Disputing the number of deaths for which Stalin was responsible
Not only is it increasingly common for Stalin to be bracketed with Hitler as the twin monster of the modern era, even in the Soviet Union, but in West Germany and Austria a significant "revisionist" academic trend — represented by historians like Ernst Nolte, Andreas Hilgruber, and Ernst Topitsch — goes on to argue that the Stalinist system was actually responsible for the Nazis and the Second World War.
Central to these debates is the issue of the number of Stalin's victims. Controversy about the scale of repression in the Stalin era has rumbled on in Western universities for many years, and has now been joined by Soviet experts who are equally divided. Thames Television, with its 25 million deaths, has opted for the furthest extreme.
On trying Slobodan Milosevic in The Hague for the Bosnian genocide
The man long-reviled as the Butcher of Belgrade – or even a quasi-Nazi dictator, despite his regular election victories – has already been convicted in the court of western public opinion, not only for the war crimes charges he now faces, but for a decade of slaughter in the Balkans.
Shamelessly bought with $1.3bn of aid for a country ravaged by sanctions and Nato bombing, Milosevic's extradition had to be forced through by decree, in defiance of Yugoslavia's constitutional court, by a government which knew it stood no chance of getting the decision through parliament.
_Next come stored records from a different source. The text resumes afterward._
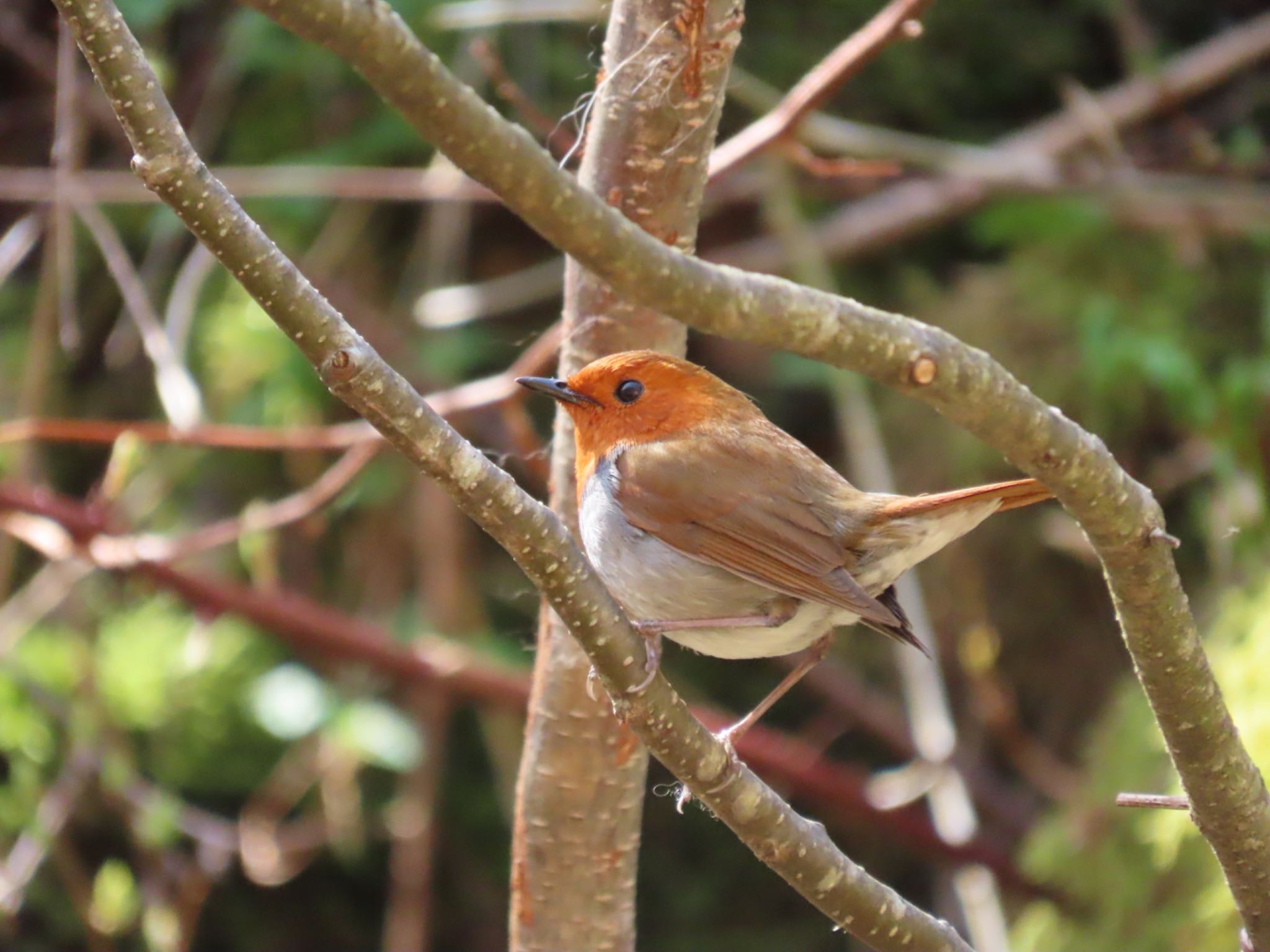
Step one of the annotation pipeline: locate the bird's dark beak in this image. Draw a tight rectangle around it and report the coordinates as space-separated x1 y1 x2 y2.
515 377 600 406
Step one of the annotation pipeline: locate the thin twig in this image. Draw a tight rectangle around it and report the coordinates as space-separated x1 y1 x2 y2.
0 749 97 915
0 165 495 205
50 23 82 350
429 0 605 29
162 241 216 361
0 482 1046 895
87 442 382 569
710 0 931 178
57 0 1270 952
73 193 203 430
1115 793 1190 810
0 212 45 284
711 14 1270 270
0 325 560 452
468 37 578 156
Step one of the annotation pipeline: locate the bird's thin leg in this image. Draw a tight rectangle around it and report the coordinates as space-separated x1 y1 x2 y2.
676 631 833 814
715 632 832 744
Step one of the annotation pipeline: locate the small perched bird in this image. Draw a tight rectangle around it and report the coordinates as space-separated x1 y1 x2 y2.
517 350 1050 743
On the fall of the Berlin Wall
I think it certainly was surprising that there was so little resistance to what took place. And that's got a sort of positive and a negative side to it. The right-wing always used to say, you know, these communist regimes they only use violence, there'll be a bloodbath. And of course, it was many of the communist leaderships that made these changes themselves. Many of the democratic changes were of course introduced in the Soviet Union by Gorbachev, not by those who replaced him.
Of course there was some violence in places like Romania, and in Russia there was of course quite considerable fighting, not only at the time of the coup in '91, but also in '93 when they laid siege to the parliament. But I think the fact was that there was a group of people in power who saw that they stood to benefit from the restoration of capitalism, and many ordinary people who benefited in many ways from the former socialism there was in eastern Europe didn't really feel ownership of the system, and they didn't necessarily see what was happening or what they could do to stop it.
But if you look at the opinion polls then and even more now, most people in a good number of those countries regret the loss of those benefits and the positive aspects of that system. As you [George Galloway] mentioned, in eastern Germany most people today have a positive view of the former east Germany, the GDR, and regret its passing. Of course, there's some things that they don't regret. They like the fact that they can move freely, which they couldn't before. They can travel freely, that there's more freedom of speech than there was then. And of course, few people mourn the passing of the Stasi, the security police in East Germany. But the huge social benefits that have been lost not only in eastern Germany but across eastern Europe and the Soviet Union, are mourned by the people of those countries – but getting them back is a very different and difficult business.
Of course, 1989 was an important shift and an important loss for many millions of people as well as some gains.